1. A method of extracting a bioactive compound from a plant material, the method comprising: obtaining a plant material;mixing the plant material with a natural deep eutectic solvent (NaDES);obtaining a crude extract solution comprising extracts of the plant material, the bioactive compound, and NaDES;loading the crude extract solution onto a macroporous resin; andrecovering plant extract from the macroporous resin, wherein the bioactive compound and NaDES have been removed from the plant extract.

2. The method of claim 1, wherein the bioactive compound is caffeine.

3. The method of claim 1, wherein the plant material is obtained from yerba mate.
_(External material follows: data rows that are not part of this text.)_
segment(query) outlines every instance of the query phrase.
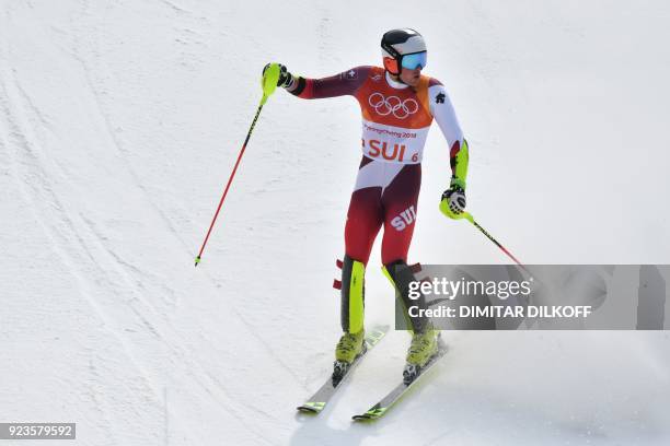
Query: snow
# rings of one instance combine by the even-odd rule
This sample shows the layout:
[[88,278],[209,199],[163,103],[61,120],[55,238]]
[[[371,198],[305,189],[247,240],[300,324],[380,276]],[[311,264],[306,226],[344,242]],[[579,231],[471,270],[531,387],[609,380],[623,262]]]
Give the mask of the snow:
[[[381,34],[413,26],[484,227],[529,263],[669,262],[669,17],[651,0],[0,0],[0,421],[77,422],[96,446],[668,444],[666,332],[444,333],[438,371],[353,425],[400,378],[392,332],[324,413],[294,413],[339,333],[351,98],[269,99],[193,261],[263,66],[379,63]],[[448,166],[434,129],[411,260],[505,263],[438,212]],[[378,248],[368,322],[393,316]]]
4. The method of claim 1, wherein the NaDES comprises choline chloride (ChCl) and glucose (GLU).

5. The method of claim 4, wherein the choline chloride and glucose are present in a ratio of about 2:1.

6. The method of claim 1, wherein the NaDES comprises water present in an amount ranging from 10%-50% by weight.

7. The method of claim 6, wherein the NaDES comprises water present in an amount of about 30% by weight.

8. The method of claim 1, further comprising diluting the crude extract with water before applying the crude extract to the macroporous resin.

9. The method of claim 8, wherein the dilution is about a 10× dilution.

10. The method of claim 1, wherein the recovered plant extract is enriched for caffeoylquinic acids.

11. The method of claim 1, wherein the recovered plant extract contains less than 0.05% caffeine by weight.

12. The method of claim 1, wherein the recovered plant extract contains less than 0.01% caffeine by weight.

13. The method of claim 1, wherein the macroporous resin comprises a non-polar macroporous resin.

14. The method of claim 1, wherein the macroporous resin comprises HDP200.

15. The method of claim 1, wherein the macroporous resin is in a column.

16. The method of claim 1, wherein recovering the plant extract comprises eluting the plant extract from the macroporous resin.

17. The method of claim 16, wherein the plant extract is eluted with a solution comprising ethanol in an amount ranging from 10% to 30% by volume.

18. The method of claim 17, wherein the solution comprises about 20% ethanol by volume.

19. The method of claim 1, further comprising recovering NaDES from the macroporous resin.

20. The method of claim 19, wherein recovering NaDES from the macroporous resin comprises washing the macroporous resin with water, capturing effluent and water, and drying the captured effluent and water to recover the NaDES.